According to the 2015 Social Security Trustees Report, the Social Security Disability Insurance (SSDI) Trust Fund is on course to run dry in 2016, six decades after the program began in 1956.[1] Absent reform, disability benefits will be cut across the board by almost 20 percent, and the average disabled worker’s benefit will fall below the federal poverty level.
For nearly 60 years now, SSDI has provided critical income support for disabled workers and their families. Over time, however, the program has increasingly become an early retirement and long-term unemployment program serving not only the disabled who truly cannot work, but also the marginally disabled who, while having a harder time working, are able to hold down certain jobs or work part time.
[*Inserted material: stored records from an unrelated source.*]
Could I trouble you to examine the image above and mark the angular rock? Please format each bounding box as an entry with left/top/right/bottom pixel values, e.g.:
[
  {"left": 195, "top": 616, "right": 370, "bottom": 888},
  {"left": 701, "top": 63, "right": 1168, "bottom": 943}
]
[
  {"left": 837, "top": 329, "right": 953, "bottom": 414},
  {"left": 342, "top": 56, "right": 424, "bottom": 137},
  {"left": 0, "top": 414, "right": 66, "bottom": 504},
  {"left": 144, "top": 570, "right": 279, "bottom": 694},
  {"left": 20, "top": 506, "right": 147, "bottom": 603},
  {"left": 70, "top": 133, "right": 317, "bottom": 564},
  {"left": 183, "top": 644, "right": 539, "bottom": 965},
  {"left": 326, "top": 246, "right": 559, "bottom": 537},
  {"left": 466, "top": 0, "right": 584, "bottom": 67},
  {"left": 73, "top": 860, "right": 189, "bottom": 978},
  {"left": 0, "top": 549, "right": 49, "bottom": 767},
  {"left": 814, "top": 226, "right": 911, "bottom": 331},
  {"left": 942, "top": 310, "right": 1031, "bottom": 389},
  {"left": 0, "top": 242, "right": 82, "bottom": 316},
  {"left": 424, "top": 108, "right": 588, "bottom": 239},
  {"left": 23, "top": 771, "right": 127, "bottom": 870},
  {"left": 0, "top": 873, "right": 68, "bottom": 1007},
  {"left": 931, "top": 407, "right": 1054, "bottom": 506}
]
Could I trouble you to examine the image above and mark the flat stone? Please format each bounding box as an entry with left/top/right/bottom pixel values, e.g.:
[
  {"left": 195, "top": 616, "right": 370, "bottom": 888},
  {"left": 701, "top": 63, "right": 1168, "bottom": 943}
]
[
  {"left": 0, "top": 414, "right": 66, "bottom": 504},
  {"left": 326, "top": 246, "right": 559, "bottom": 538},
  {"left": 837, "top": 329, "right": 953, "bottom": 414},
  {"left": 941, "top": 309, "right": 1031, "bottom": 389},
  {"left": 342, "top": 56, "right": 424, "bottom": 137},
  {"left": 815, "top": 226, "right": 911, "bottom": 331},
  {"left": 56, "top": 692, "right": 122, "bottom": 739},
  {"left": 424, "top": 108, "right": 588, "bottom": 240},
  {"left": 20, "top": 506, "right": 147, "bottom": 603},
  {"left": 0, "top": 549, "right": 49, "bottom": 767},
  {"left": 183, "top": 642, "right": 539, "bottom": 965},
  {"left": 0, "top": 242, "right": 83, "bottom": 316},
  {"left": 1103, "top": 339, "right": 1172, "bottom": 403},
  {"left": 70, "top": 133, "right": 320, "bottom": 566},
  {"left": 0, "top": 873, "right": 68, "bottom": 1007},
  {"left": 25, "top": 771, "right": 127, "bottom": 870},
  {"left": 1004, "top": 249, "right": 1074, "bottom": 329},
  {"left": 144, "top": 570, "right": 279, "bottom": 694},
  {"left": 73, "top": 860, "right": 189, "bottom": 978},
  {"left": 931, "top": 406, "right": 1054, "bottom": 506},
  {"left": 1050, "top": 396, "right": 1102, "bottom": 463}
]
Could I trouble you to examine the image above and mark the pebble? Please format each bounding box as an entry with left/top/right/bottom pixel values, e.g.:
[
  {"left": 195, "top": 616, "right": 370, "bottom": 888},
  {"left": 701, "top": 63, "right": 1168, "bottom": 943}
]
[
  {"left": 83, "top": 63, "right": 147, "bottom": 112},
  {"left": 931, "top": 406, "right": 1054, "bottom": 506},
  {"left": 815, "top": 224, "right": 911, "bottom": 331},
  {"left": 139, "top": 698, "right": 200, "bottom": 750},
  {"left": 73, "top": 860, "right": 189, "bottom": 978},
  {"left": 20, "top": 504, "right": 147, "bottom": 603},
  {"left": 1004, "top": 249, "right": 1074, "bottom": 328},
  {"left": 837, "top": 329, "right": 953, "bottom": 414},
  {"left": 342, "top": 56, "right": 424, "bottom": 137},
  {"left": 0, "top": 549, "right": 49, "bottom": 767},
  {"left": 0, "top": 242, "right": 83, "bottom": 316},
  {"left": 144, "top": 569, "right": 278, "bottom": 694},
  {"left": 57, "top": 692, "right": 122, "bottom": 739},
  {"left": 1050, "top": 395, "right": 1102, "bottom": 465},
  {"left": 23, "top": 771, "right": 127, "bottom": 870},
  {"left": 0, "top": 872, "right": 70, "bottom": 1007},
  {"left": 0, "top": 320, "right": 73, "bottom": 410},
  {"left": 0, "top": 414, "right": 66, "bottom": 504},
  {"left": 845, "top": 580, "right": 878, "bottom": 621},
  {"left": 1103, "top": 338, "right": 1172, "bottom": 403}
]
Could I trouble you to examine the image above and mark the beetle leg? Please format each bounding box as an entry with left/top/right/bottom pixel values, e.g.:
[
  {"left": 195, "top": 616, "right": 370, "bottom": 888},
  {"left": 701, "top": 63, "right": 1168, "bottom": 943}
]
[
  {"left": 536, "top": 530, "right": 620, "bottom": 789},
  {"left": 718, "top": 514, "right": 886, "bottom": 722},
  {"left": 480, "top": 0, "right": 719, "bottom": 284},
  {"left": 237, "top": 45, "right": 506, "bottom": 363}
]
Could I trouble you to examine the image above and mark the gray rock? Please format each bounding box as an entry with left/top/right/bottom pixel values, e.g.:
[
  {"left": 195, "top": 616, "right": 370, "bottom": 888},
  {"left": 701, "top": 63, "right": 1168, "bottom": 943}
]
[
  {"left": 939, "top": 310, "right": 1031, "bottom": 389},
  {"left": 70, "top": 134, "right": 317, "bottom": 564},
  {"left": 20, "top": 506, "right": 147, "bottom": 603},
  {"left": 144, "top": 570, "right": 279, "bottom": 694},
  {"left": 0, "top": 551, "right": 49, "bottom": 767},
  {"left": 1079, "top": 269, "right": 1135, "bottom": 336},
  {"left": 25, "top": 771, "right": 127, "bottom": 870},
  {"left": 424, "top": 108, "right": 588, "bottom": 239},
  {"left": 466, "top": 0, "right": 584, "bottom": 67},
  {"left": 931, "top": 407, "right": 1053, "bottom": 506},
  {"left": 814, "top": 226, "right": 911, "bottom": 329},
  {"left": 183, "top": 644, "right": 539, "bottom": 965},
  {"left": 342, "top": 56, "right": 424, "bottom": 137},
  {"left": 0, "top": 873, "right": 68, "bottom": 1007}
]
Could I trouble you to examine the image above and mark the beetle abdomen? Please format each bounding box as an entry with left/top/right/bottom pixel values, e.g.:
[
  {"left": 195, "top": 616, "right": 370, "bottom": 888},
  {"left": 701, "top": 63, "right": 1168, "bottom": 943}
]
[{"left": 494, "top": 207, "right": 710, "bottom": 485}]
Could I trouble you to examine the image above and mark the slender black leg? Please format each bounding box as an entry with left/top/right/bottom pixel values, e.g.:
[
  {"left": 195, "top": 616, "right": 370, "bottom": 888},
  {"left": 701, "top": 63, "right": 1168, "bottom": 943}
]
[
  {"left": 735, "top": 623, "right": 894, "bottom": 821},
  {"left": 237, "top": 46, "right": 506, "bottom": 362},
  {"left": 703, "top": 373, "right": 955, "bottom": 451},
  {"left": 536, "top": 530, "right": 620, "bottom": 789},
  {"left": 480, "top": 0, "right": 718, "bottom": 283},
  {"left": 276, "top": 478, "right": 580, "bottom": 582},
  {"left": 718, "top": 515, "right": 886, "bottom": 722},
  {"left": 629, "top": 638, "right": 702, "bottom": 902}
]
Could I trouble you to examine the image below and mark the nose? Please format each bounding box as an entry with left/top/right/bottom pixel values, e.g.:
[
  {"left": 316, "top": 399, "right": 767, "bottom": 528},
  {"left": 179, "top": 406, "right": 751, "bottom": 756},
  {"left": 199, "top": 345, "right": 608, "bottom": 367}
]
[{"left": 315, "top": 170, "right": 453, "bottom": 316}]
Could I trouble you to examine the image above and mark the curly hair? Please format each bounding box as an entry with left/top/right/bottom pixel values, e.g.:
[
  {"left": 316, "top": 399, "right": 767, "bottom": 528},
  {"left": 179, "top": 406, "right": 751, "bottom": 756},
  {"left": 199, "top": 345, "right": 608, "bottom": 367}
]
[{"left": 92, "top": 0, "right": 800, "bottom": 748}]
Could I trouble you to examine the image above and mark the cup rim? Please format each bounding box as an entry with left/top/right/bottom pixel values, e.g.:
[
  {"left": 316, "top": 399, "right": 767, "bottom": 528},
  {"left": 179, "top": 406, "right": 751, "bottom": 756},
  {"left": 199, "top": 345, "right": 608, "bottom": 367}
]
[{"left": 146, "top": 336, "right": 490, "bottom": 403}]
Furthermore, the program is impaired by outright fraud and abuse. Such misuses and abuses undermine the integrity and financial stability of disability insurance.
Millions of truly disabled Americans and their families rely on SSDI benefits as their primary source of income. A 20 percent cut in benefits would be devastating to individuals who are not able to work, and have little or no outside income. While it is too late to implement reforms that would prevent the Trust Fund from running dry in the near term, Congress should limit financial relief to borrowing that is conditioned on reforms that will preserve the long-run solvency of the disability Trust Fund. Social Security’s Old-Age and Survivors Insurance (OASI) program should not be drawn upon as a backstop to SSDI.
Status of the SSDI Trust Fund
SSDI registered its sixth straight deficit in 2014 as the Trust Fund declined by $30.2 billion, from $90.4 billion in 2013 to $60.2 billion. Each dollar in benefits was met with only 77 cents in payroll tax contributions.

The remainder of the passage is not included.